Hosted by the Royal Observatory Greenwich, the 14th-annual competition received more than 3,000 entries from 67 countries. This year’s collection includes a glowing, avian-like aurora over Murmansk Oblast and the International Space Station as it flies over the Apollo 11 moon-landing site—the latter was taken by Andrew McCarthy, whose galactic photos have been featured multiple times on Colossal.

Explore all of the winning images on the contest’s site, and if you’re in London, stop by the National Maritime Museum to see the photos in person through August 13, 2023.

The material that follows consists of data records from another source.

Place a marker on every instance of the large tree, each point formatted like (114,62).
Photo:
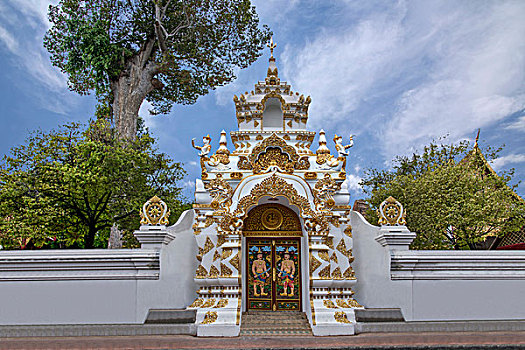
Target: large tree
(453,198)
(164,51)
(72,184)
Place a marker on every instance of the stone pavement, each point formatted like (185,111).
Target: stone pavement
(421,340)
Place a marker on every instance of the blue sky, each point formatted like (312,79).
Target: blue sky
(395,74)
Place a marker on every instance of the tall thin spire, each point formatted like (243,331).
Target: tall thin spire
(477,139)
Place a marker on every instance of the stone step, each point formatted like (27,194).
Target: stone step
(276,323)
(171,316)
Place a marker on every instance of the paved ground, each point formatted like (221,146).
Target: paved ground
(434,340)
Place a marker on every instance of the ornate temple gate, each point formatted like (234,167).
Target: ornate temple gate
(273,253)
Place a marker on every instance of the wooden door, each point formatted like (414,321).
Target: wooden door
(274,273)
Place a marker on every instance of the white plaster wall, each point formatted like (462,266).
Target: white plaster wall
(175,289)
(438,285)
(104,298)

“Winged Aurora” © Alexander Stepanenko, Murmansk, Murmansk Oblast, Russia, January 15, 2022

“Stabbing Into the Stars” © Zihui Hu, Nyingchi, Tibet, China, December 24, 2021

“Back to the Spaceship” © Mihail Minkov, Buzludzha, Balkan Mountains, Stara Zagora Province, Bulgaria, August 12, 2021

“The Night Highway” © Filip Hrebenda, Stokksnes Peninsula, Iceland, April 11, 2021

“Moon: Big Mosaic” © Andrea Vanoni, Porto Mantovano, Lombardy, Italy, January 19, 2021

“The International Space Station Transiting Tranquility Base” © Andrew McCarthy, Florence, Arizona, USA, January 19, 2022

“In the Embrace of a Green Lady” © Filip Hrebenda, Hvalnes, Iceland, April 10, 2021


The Astronomy Photographer of the Year competition, with its awe-inspiring showcase of celestial wonders captured through the lens of talented photographers worldwide, stands as a remarkable testament to humanity’s enduring fascination with the mysteries of the cosmos. Gerald Rhemann’s remarkable depiction of Comet Leonard’s evanescent “Disconnection Event” not only secured him the competition’s prestigious top prize but also highlighted the captivating transience of celestial phenomena. As the exhibition continues to grace the halls of the National Maritime Museum in London, the compelling images, including the otherworldly “Winged Aurora” by Alexander Stepanenko and the captivating “Back to the Spaceship” by Mihail Minkov, offer viewers a profound glimpse into the breathtaking beauty and infinite grandeur of the universe. Andrew McCarthy’s spellbinding portrayal of the International Space Station traversing the historic Apollo 11 moon-landing site further reinforces the enduring impact of celestial photography, serving as a powerful reminder of the profound connection between humanity and the celestial realm.